Ha fatto luce uno studio sviluppato nell’ambito del progetto europeo Traditom, guidato dall’Istituto di Biologia Molecolare (IBMCP), un centro congiunto dell’Università Politecnica di Valencia (UPV) e del Consiglio superiore per la ricerca scientifica della Spagna (CSIC). sul mistero di come i coltivatori europei siano riusciti a generare una grande diversità varietale da una diversità genetica trascurabile.
Lo studio, che ha analizzato 1.254 razze europee tradizionali e moderne mediante sequenziamento della genotipizzazione e pubblicato nel Giornale di botanica sperimentaleha confermato l’esistenza di due grandi gruppi di varietà, la spagnola e l’italiana, oltre ad un altro, probabilmente di data più recente e principalmente frutto dell’ibridazione di piante delle due regioni.
In questo modo, secondo gli autori dello studio, nonostante la limitata diversità genetica proveniente dalle Americhe, il Mediterraneo è diventato un centro secondario di diversità che ha generato molte razze che sono state poi esportate nel resto del mondo.

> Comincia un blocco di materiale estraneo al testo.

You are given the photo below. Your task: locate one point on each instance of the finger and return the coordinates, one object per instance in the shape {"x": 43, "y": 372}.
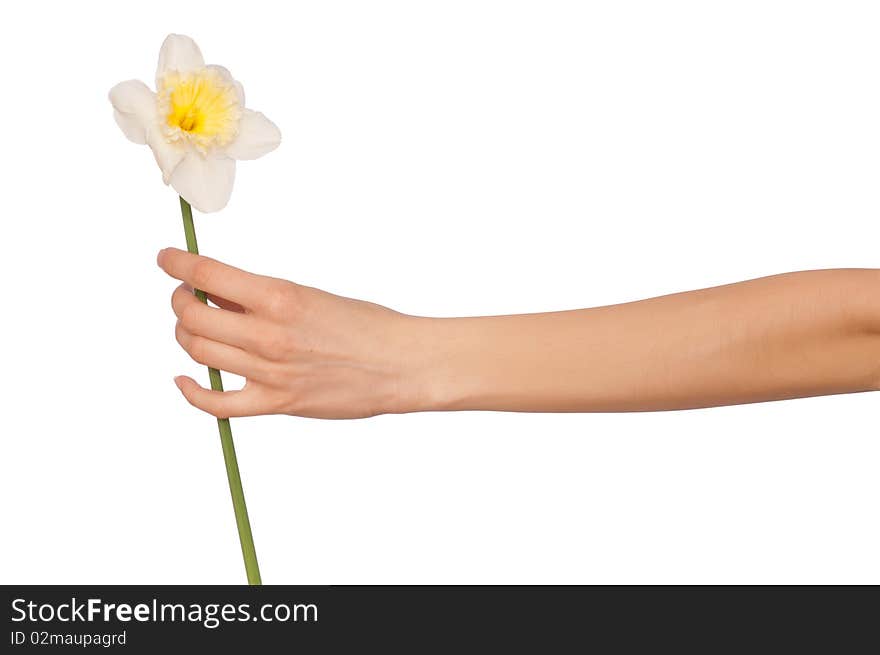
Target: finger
{"x": 222, "y": 404}
{"x": 215, "y": 324}
{"x": 212, "y": 276}
{"x": 222, "y": 303}
{"x": 220, "y": 355}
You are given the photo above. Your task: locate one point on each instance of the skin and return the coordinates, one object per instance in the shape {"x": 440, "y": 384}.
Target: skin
{"x": 306, "y": 352}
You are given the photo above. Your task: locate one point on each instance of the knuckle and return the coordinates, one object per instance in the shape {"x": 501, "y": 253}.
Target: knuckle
{"x": 197, "y": 349}
{"x": 203, "y": 273}
{"x": 178, "y": 300}
{"x": 279, "y": 298}
{"x": 189, "y": 315}
{"x": 279, "y": 346}
{"x": 181, "y": 335}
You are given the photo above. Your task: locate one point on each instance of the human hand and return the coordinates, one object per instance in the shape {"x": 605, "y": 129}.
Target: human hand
{"x": 302, "y": 351}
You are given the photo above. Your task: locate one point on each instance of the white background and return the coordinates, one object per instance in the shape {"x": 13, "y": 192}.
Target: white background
{"x": 444, "y": 158}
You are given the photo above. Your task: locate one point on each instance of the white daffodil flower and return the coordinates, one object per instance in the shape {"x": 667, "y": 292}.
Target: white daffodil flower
{"x": 195, "y": 124}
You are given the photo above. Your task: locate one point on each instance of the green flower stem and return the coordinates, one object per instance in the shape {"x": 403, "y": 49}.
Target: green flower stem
{"x": 241, "y": 518}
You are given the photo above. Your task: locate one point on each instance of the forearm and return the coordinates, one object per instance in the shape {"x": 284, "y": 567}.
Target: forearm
{"x": 785, "y": 336}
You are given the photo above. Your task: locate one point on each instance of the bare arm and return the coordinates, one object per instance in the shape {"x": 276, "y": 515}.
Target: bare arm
{"x": 309, "y": 353}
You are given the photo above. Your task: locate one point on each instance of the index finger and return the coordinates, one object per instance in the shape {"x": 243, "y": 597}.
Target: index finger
{"x": 211, "y": 276}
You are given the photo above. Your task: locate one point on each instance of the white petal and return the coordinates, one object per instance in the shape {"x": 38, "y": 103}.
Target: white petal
{"x": 179, "y": 53}
{"x": 257, "y": 135}
{"x": 168, "y": 155}
{"x": 204, "y": 182}
{"x": 224, "y": 72}
{"x": 134, "y": 108}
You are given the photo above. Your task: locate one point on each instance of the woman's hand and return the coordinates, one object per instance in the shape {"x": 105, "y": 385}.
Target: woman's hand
{"x": 302, "y": 351}
{"x": 310, "y": 353}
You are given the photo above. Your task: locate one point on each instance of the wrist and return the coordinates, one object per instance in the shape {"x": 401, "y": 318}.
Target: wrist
{"x": 438, "y": 361}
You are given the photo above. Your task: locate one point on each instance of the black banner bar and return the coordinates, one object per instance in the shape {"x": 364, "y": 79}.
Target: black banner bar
{"x": 157, "y": 619}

“In Spagna e in Italia, ad esempio, molte varietà sono state sviluppate e adattate alle preferenze locali. La maggior parte di loro non viene più coltivata o coltivata solo per i mercati locali, ma la loro eredità sopravvive. Quasi tutte le varietà coltivate oggi nel mondo, provengono da una di queste due regioni o da un incrocio di pomodori di queste due regioni”, spiega Antonio Monforte, ricercatore del CSIC e coautore dello studio.
L’analisi di sequenza delle varietà europee ha rilevato 298 posizioni molto variabili e molte varietà presentano caratteristiche morfologiche selezionate dagli allevatori.
È stato inoltre osservato nell’ambito del progetto Traditom che il 25% delle piante tradizionali studiate contengono moderni geni di resistenza alle malattie introdotti da allevatori professionisti.
“Guardando al futuro, dobbiamo imparare da ciò che ha funzionato in passato. I coltivatori e gli allevatori hanno sempre cercato le migliori varietà e per ottenerle hanno utilizzato le conoscenze e i materiali disponibili all’epoca. L’orticoltura sta attualmente affrontando una grande sfida : nutrire le persone nel mezzo di cambiamenti climatici sempre più evidenti, in modo sostenibile. Ci sono solo due strade possibili: progresso tecnologico o fame e distruzione dell’ambiente”, concludono José Blanca e Joaquín Cañizares, due ricercatori UPV e co- autori dello studio.